Now, instead of envy, I’m overwhelmed with gratitude for her new book, The Future, which continues to teach me how we can maintain an urbane, old-soul sensibility in the mundane horror of the new world order. The poems strike the most inevitable and surprising balance among the myths and archetypes from the past, the technological artifacts of the present, and the signs of mortality and rebirth always on the horizon.

Monica and I met to talk about The Future: its influences, its anxieties, and ultimately, its optimism.


Zachary Pace: Both You Darling Thing, your second book of poems, and The Future contain so much of the modern world, where your first book of poems, Beasts for the Chase, takes me back to less technological times. For example, the computer appears in a few poems of The Future. Has your writing process changed at all now that computers are such a central part of daily life?

Monica Ferrell: I wrote a lot of the first book by hand, in notebooks, and would transfer poems over to the computer, but by the time of writing the last poems in that book, I was typing directly into the computer. The second book was definitely written into the computer, but if I had writer’s block, I’d try experiments like writing on a typewriter. The Future was also written at the computer, and I felt a one-to-one relationship with the screen as opposed to the pen or notebook.

I’m also writing fiction, and in the last two years, I’ve gone completely longhand. For one thing, it’s too easy to move text around on the computer; I feel like I’m just rearranging chairs most of the time. When I’m writing a piece of fiction longhand, I feel like I have a single thread that I’m spinning through the pages. I feel continuity and forward motion.

When I open the computer now, as opposed to when I was a student, my main associations are bad news, work emails, or internet shopping. These things take me so far away from the sacred space of writing, that’s also why I’ve turned to writing fiction by hand. But the poems are still written on the computer, mainly because it’s so easy to move around the line breaks that way, and to change the stanza shape. Formal plasticity. Formal changes can be made instantly.
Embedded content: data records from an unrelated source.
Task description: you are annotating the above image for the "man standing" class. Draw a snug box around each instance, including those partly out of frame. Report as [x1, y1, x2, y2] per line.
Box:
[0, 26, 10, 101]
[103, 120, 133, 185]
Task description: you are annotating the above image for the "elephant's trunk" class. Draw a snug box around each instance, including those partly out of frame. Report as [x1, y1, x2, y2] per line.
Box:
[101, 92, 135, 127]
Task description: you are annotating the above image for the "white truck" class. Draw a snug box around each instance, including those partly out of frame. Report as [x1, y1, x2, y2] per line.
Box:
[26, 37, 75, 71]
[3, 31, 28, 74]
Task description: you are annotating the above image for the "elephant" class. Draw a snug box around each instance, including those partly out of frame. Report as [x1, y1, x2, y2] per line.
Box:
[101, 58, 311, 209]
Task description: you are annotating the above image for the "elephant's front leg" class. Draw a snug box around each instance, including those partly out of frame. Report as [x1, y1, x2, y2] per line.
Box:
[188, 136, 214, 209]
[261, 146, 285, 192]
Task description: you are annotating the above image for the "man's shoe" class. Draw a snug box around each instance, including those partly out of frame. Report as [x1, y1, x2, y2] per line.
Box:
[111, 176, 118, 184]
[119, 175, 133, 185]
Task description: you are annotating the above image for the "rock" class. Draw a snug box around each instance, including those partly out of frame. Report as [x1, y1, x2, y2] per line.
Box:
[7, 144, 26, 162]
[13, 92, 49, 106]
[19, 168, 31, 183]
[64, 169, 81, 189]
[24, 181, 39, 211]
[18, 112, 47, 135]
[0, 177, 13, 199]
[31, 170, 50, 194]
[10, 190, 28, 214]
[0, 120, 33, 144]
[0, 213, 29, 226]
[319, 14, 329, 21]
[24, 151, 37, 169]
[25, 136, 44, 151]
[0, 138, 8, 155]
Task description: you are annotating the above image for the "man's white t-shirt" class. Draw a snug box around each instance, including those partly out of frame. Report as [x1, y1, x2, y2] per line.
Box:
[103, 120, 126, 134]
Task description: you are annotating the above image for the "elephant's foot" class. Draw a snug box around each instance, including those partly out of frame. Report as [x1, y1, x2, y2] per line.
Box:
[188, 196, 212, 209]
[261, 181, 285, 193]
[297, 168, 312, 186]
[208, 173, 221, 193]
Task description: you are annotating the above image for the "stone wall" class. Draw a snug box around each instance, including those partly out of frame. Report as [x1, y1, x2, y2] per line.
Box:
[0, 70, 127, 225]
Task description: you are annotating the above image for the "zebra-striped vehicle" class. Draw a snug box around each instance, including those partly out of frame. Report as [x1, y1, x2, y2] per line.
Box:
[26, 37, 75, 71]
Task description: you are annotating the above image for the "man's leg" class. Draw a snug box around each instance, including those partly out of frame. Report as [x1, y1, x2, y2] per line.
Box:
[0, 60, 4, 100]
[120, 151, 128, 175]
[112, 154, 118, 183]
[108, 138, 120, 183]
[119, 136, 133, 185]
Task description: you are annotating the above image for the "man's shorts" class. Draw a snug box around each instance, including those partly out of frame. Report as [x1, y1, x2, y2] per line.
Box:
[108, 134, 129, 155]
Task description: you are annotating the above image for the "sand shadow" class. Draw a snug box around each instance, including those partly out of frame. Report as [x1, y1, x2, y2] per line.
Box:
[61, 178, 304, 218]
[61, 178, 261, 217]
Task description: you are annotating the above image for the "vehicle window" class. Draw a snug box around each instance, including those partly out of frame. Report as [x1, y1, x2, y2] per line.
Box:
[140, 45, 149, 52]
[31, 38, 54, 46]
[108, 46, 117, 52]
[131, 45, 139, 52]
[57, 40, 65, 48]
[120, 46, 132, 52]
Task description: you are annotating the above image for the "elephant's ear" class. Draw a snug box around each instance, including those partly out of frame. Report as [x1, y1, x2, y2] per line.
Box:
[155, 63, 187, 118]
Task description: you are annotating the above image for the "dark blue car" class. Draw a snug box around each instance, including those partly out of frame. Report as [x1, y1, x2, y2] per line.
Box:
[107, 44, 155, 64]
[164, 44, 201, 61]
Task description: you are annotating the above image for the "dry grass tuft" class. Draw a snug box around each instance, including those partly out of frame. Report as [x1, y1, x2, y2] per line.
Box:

A lot of poets say that a first book is the invention of the self—inventing the myth of the self. My first book was made out of everything that I read as a child—stories that spun the thread of who I was making myself to be, those cultural artifacts that we cleave to as young people and derive a self out of. Some of the poems were inspired by travel. I was living in Brooklyn, but I don’t think much of Brooklyn is in there. My second book was more real-worldly, but the scenes are centered in romance, with some recognizable places: St. Petersburg in Russia, for example. I think of the second book in an urban setting. People are meeting each other in places of contemporary reality.

ZP: This new book is rooted firmly in a rural setting. How did moving to a new place change your writing?

A lot of poets say that a first book is the invention of the self—inventing the myth of the self.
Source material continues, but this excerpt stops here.